Saturday, May 25, 2024

Jogies life in Afghanistan; Hardship and Poverty

Immigration News

Joogi Life Afghanistan

Jogis are the minority of Afghanistan who does not have their own place for living. They change locations based on weather conditions. They also have cattle accompanying them on their journeys. Their population is estimated to be up to 10, 000 across the country.

The way they live is similar to the life of the Kochi minority of the country.

Jogis are mostly based in northern and northeastern parts of the country. They change their living places in small groups as per the weather change. When they start living in a place and it gets very cold, they move to other warm areas and when it gets very hot in these areas they move back to their previous locations as the weather would have gotten better by the time.

They do not have their own graveyards like the other tribes in Afghanistan. If any of their members die during their journey, they burry him/her wherever they are.

Jogis in northern Afghanistan are talking Persian but their accent is similar to that of the Persian spoken in Tajikistan.

Jogis are also left uneducated since all of their life is on the move. They do not know about the basis of their tribe but some of their elders believe the Jogis have come to Afghanistan from Bukhara and Kolab of Tajikistan.

Jawad Sultani, an Afghan sociologist also says that the Jogis belong to Khurasaan whose life is on the move from long ago.

Their social life is also different from that of the other Afghans. Their women are the ones who are working to make money for the expanses of the house. They go out and work but their men stay at home fighting dogs or birds. This has become a culture for them.

There are three main businesses Jogi women are doing when they go out.

  1. Selling cosmetics
  2. Begging
  3. Soothsaying

Jogi people living in Kabul

Although a vast population of Jogis are based in northern and northeastern Afghanistan in recent years the numbers of Jogis have also increased in the capital Kabul. They are living a worse life in different parts of Kabul.

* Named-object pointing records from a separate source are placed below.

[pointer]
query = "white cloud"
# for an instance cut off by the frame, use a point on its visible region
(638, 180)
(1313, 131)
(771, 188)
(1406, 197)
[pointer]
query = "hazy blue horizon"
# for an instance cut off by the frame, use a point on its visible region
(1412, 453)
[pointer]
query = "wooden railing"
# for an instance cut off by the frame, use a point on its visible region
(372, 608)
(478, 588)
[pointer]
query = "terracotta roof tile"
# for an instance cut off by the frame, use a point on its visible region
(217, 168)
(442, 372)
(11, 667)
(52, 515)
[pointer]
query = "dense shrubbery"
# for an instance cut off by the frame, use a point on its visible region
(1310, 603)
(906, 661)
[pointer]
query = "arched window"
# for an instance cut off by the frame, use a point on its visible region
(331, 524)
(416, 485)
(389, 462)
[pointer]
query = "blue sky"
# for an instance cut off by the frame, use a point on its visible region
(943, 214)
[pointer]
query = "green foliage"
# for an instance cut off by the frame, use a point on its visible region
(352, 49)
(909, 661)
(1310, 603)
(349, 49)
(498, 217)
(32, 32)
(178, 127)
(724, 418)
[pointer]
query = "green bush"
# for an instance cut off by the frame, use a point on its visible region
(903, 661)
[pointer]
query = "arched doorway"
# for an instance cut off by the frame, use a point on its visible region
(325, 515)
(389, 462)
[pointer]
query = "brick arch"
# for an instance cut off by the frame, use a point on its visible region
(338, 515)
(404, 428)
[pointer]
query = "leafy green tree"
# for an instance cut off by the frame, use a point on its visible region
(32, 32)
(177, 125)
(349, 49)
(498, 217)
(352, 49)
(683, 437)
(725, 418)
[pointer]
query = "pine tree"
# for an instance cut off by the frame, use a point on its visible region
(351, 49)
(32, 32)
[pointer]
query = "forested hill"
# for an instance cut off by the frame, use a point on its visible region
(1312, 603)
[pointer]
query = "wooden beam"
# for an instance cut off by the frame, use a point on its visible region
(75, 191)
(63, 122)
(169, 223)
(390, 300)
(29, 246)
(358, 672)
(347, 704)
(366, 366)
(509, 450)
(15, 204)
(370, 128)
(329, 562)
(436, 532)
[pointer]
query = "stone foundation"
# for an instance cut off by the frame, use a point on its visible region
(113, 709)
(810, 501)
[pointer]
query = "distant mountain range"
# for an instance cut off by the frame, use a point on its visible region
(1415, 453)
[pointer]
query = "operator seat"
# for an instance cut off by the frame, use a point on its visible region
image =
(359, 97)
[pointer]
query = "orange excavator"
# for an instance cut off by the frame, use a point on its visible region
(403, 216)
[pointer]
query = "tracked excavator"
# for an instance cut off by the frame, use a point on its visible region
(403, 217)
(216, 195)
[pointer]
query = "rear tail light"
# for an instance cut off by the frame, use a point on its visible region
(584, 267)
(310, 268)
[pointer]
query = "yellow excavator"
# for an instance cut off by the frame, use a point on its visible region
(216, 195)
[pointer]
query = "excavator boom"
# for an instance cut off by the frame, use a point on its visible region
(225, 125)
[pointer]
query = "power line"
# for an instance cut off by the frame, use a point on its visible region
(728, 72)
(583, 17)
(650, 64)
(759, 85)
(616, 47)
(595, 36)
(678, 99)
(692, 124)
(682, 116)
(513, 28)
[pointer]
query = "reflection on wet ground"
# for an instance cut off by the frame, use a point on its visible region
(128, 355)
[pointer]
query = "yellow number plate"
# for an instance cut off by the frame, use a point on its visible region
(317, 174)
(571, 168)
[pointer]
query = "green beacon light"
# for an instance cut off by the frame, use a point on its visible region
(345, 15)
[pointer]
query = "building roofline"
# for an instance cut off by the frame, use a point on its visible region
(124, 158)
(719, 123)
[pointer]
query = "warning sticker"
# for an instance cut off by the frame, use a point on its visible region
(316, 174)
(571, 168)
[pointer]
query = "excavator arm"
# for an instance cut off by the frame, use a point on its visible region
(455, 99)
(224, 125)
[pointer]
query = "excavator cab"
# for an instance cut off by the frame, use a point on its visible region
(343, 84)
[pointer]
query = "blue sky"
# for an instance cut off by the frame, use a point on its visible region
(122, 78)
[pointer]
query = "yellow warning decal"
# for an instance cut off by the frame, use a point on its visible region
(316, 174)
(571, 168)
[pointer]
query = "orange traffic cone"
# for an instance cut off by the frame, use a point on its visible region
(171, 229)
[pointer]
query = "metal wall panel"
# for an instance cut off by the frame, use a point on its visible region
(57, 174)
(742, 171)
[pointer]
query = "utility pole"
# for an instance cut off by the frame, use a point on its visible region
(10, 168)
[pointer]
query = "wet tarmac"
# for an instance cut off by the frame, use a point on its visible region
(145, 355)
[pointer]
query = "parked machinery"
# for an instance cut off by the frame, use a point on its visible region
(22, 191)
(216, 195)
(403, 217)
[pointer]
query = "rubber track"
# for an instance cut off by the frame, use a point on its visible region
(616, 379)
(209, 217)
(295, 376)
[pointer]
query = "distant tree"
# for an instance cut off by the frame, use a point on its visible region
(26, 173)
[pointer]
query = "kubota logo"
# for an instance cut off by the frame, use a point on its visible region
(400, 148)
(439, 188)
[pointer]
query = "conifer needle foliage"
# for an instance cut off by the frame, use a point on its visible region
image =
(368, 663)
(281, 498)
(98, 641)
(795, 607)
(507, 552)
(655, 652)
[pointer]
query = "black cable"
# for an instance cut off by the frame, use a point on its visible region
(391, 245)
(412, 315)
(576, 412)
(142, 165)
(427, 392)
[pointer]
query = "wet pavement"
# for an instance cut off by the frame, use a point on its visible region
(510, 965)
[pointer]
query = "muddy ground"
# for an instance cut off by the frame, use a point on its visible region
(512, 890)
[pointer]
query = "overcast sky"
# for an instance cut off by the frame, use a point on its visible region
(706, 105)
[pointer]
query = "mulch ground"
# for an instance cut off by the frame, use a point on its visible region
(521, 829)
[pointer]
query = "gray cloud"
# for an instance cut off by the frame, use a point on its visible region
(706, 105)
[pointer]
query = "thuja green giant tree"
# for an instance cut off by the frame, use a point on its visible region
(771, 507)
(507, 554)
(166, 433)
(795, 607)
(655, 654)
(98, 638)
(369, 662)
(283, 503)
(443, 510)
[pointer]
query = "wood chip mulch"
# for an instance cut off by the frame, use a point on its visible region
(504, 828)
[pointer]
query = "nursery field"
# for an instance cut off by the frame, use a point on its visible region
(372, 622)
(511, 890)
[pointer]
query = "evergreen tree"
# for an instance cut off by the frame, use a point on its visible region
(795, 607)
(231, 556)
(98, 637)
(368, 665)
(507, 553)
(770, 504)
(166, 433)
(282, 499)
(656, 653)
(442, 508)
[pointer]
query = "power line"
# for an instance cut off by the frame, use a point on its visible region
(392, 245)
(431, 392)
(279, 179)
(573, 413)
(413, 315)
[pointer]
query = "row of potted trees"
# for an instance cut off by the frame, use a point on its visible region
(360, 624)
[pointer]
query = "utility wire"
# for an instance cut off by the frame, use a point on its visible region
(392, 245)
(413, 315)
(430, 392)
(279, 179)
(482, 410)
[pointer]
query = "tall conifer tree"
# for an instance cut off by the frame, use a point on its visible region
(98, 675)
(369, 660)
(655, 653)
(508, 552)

Chadari Foundation and Khaama Press together on the eve of 8th March, International Women Day, prepared a video report on the lives of Jogis in Kabul. The report shows that the Jogis in Kabul are living differently from those in the northern and northeastern Afghanistan. Jogis in northern and northeastern Afghanistan live in tents and based on the weather conditions they collect their tents and change their locations. But Jogis in Kabul have resembled the lives of Kabul residents. They are living in houses. But their houses are made from mud which can be easily ruined in little heavy rain or snowfall.

During the days Jogi women go out for business and return home for the nights.

According to the findings of this report, Jogis are the poorest people and going through a difficult life in Kabul.


Jogi women are the most ill-fated category among Kabul residents. They go to the busy market places or parks for selling cosmetics, soothsaying or begging to earn money to buy food with for the night. But these forgotten women are sometimes beaten, asked for prostitution, call prostitutes or being harassed through other means.

In this report, the ill-fated live of Jogi women and their living conditions are filmed in detail.

The report has filmed an old Jogi woman as saying with an angry face that their house is leaking, they don’t have food for eating, don’t have clothes to wear and don’t have school so their children can study.

Another Jogi woman said that she withdrew her brother from school because they could not afford it. “I sent my brother to school to study but because of not having money for expenses and school dress, I discharged him back.” She said.

This young lady says she desired to study to become a doctor and then serve her family and people but the bad conditions did not let her dreams become reality.

These nationals who are living in ruins with very low quality and used materials are very disappointed in their life. But in the report, they are saying that they widely participated in the election in the hope that the government will change their lives. But unfortunately, the government still has not done anything for them and they are still begging on the streets.